Gandaria City, abbreviated as GanCy, is a mixed-use complex including a shopping mall, an office tower, apartment towers, and a hotel at Kebayoran Lama, Jakarta, Indonesia developed by Pakuwon Jati. The shopping mall, Sheraton Grand Gandaria City hotel, apartment towers and office tower are all directly connected. The development has a land area of about 8.5 hectares.

==Gandaria City Mall==
The mall consists of 3 Basement Parking Floors, 5 Shopping Center Floors, and 1 Floor for Skenoo Hall.
The main tenants of this mall are: Metro, Lotte Mart, Uniqlo, H&M, Mango, Daiso, Informa home furnishing, Azko, Eat & Eat foodcourt, Cinema XXI, Electronic Solution, Celebrity Fitness, Amazone entertainment center, Gramedia bookstore, Paperclip stationery store and Toys Kingdom. There are more than 400 other stores in the mall. A convention center with an area of 6,200 square meters also located within the mall.

== Gandaria Mainstreet And Skenoo Hall ==
Gandaria Mainstreet, within Gandaria City, runs 600 on two levels, with indoor and outdoor sections. It includes restaurants, bistros, lounges, cafes, dessert shops, and entertainment, making it attractive to families and young people. Designed by Genius Loci, am interior design firm with offices in Singapore, Shanghai and Jakarta, the Main Street thematic concept reflects the architectural features of Batavia (Old Town) at one end and New York Times Square on the other. The neighborhood on Main Street is further enhanced by Piazza, an outdoor stage and a landscaped architecture park that serves as a venue for events and shows.
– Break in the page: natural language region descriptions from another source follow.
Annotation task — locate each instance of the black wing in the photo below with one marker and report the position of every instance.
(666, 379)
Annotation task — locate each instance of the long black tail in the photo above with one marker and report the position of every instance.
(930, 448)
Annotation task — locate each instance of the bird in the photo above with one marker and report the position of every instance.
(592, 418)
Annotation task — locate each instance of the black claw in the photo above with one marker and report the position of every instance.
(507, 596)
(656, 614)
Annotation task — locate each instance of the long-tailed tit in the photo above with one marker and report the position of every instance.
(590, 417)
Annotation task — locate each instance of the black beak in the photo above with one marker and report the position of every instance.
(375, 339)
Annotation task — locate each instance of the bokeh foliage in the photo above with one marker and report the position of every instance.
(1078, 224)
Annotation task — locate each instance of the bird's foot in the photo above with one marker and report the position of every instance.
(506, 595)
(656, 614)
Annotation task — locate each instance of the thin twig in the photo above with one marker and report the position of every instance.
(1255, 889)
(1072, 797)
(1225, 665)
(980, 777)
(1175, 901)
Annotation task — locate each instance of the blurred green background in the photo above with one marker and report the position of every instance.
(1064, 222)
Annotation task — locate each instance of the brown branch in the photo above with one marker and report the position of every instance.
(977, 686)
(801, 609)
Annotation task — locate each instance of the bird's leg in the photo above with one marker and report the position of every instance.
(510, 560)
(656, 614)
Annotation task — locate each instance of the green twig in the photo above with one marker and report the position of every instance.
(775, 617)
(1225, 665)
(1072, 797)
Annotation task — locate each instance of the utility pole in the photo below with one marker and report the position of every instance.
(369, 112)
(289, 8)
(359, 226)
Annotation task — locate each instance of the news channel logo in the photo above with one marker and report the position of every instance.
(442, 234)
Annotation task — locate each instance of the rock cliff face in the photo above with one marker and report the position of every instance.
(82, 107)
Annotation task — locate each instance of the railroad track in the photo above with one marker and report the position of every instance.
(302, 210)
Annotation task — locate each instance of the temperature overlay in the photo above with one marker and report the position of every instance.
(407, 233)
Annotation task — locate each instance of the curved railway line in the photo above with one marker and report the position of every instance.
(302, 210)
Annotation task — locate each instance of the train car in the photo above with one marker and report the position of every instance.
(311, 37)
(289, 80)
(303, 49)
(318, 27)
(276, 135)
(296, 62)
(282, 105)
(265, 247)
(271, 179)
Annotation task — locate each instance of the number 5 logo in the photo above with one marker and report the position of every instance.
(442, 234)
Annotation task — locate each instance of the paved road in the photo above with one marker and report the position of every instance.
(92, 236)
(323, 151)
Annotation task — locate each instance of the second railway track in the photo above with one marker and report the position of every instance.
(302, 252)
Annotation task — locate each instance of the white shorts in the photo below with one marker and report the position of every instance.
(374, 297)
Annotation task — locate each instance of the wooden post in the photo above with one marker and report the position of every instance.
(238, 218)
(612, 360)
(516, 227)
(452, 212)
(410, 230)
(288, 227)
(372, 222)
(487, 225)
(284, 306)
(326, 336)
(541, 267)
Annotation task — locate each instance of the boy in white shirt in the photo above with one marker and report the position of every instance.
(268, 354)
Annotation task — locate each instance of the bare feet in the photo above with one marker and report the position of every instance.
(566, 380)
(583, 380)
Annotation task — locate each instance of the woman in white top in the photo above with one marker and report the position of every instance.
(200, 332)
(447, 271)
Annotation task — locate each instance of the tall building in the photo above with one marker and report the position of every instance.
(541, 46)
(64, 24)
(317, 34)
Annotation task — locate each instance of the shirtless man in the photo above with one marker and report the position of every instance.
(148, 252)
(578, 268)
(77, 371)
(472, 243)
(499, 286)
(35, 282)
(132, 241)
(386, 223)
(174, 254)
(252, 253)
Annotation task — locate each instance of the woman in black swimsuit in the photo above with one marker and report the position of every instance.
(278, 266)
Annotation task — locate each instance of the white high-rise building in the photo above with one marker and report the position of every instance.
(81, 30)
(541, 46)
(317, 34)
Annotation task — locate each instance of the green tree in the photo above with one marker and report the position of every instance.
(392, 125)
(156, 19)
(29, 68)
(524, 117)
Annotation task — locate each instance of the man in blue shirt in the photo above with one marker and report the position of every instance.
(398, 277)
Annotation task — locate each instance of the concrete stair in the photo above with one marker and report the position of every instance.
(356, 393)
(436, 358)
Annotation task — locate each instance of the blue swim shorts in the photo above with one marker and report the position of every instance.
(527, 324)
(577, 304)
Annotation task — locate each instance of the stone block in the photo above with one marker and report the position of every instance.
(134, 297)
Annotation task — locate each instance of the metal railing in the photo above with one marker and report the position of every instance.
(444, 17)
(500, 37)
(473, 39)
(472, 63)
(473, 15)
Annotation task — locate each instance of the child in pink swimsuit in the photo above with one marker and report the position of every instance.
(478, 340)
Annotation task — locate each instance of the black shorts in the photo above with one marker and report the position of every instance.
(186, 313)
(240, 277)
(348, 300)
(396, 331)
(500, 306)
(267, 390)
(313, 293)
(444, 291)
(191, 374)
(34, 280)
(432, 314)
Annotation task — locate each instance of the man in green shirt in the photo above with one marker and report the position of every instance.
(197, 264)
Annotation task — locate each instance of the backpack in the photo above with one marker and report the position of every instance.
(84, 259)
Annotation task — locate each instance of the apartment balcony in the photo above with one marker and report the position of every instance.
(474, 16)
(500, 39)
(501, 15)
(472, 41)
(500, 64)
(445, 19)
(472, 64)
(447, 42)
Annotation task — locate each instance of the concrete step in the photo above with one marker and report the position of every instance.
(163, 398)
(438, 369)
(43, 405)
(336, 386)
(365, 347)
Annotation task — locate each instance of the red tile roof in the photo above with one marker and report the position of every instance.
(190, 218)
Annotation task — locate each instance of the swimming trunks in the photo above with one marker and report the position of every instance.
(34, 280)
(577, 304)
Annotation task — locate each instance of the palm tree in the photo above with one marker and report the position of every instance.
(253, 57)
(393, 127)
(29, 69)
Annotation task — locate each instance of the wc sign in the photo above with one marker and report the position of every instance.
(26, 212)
Skenoo Hall is a convention and exhibition center with an area of 6,200 square meters. The 2,500-seat auditorium is located on the 3rd floor of Gandaria City Mall and has brought pop concerts and family shows to important events. Examples Disney Live, Mister Maker Comes to town, and a concert by Cuban-American rapper Pitbull with the theme of Global Warming.